Plant’s coal fuel polarises sector
Dubai’s choice of coal as a feedstock for its first independent power project could be seen as a controversial choice for the emirate
News that Dubai is going to use coal to fuel its first independent power project (IPP) is likely to elicit mixed reactions within the region’s power sector.
Businesses will be encouraged that Dubai has rekindled its plans to develop power capacity through the private sector and is making progress with energy diversification efforts. However, the selection of coal to fire the plant may lead to questions over the economic and environmental implications.
Dubai’s sudden decision to shelve its proposed gas-fired Hassyan IPP in 2012, after receiving bids, raised doubts over Dubai Electricity & Water Authority’s (Dewa’s) ability to oversee an IPP and the future of private-sector involvement in power projects in the emirate.
Dewa’s decision to move forward with an IPP shows the utility provider is confident it can still work with the private sector and offer attractive opportunities for developers.
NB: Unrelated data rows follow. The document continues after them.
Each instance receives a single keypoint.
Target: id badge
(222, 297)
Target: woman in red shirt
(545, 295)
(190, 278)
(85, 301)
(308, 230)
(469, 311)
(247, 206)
The decision to turn to coal for the IPP is also a step towards meeting the emirate’s energy diversification targets. The disruptions from the Arab Uprisings in 2011 reinforced the importance of guaranteeing energy security through various sources. The selection of coal, however, will result in questions about the environmental repercussions of using the fuel for power generation.
While clean coal plants filter pollutants and are more efficient than traditional power plants, coal is still not an environment-friendly fuel. In an age where governments worldwide are turning away from coal in efforts to reduce carbon emissions, Dubai’s decision to buck the trend may result in criticism that it is neglecting its environmental responsibilities.
If successful, Dubai’s coal power plans may result in others following suit. While the choice of coal for power generation may divide opinion, it will be an interesting project to follow.